Streifzug durch die Ruinen der Nakba
Sataf & Lifta
Zwischen Blumen und Bäumen, auf alten, von Menschenhand angelegten Terrassen, stehen die Überreste von Häusern und anderen Gebäuden der einst blühenden, jahrtausendealten Siedlung Sataf. Schließe deine Augen dann kannst du die Schafe und Ziegen hören, die aus den beiden noch immer fließenden Quellen Ein Sataf und Ein Bikura trinken. Vor etwa sechstausend Jahren kamen die ersten Hirten hierher, um ihre Tiere zu tränken. Und warum sollte man einen Ort mit solch einer kostbaren Quelle wieder verlassen?
Verfügbarkeit von Wasser bedeutet auch Landwirtschaft. Daher die Terrassen, von denen die ersten wahrscheinlich von den Byzantinern, wie sich die Römer nach dem Fall Roms nannten, angelegt wurden. So konnte das Wasser von Terrasse zu Terrasse fließen, um die Ernte zu vervielfachen.
ALTE SCHLÜSSEL
Der Blick auf Ost-Jerusalem ist beeindruckend. Aber warum wohnt niemand mehr hier?
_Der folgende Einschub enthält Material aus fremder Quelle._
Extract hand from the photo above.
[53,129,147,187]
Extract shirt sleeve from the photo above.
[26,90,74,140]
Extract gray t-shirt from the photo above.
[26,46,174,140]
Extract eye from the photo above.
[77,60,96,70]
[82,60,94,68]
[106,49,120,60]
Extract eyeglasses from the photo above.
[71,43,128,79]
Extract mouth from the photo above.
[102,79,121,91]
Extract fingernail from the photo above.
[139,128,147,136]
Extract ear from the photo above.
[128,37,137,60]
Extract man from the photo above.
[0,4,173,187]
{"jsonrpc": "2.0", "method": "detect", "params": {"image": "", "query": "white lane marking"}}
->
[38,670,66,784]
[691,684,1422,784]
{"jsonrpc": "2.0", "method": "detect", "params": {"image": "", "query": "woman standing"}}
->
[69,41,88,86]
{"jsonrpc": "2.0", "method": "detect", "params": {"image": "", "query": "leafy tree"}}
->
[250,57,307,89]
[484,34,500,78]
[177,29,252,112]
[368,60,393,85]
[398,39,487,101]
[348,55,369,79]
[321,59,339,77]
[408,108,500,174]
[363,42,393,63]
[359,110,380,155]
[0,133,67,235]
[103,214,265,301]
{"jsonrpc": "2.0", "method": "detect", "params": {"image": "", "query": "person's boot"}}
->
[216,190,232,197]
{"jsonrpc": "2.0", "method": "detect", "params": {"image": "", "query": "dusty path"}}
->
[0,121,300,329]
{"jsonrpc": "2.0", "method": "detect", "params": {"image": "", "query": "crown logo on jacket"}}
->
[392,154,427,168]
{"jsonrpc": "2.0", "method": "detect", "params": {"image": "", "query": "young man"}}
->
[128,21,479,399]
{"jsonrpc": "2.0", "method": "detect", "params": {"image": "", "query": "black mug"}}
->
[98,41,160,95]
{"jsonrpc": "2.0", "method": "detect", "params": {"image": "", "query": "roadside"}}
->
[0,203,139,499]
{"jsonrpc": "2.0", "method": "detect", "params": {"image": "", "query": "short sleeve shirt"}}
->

Warum nur diese verlassenen Behausungen, die unter dem Einfluss der Witterung langsam zerbröckeln? Und warum tragen so viele Palästinenser alte Schlüssel um den Hals?
Unser Führer Shadi Kharouf ist etwas still. Für ihn sind das schmerzhafte Fragen. “Diese alten Schlüssel symbolisieren das, was wir Palästinenser die Nakba, die Katastrophe, nennen. Im Jahr 1948 griffen zionistische Truppen größere palästinensische Städte an und zerstörten etwa 530 Dörfer, um den Staat Israel zu gründen. Mehr als 750.000 Palästinenser wurden aus ihren Häusern vertrieben. Die meisten Häuser wurden zerstört, Moscheen und Kirchen für andere Zwecke genutzt und Friedhöfe zerstört.
STUMME ZEUGEN
Viele dieser vertriebenen Palästinenser tragen ihre Schlüssel seither bei sich. Als Erinnerung an diese letzte, schicksalhafte, schreckliche Drehung im Schloss ihrer Haustür.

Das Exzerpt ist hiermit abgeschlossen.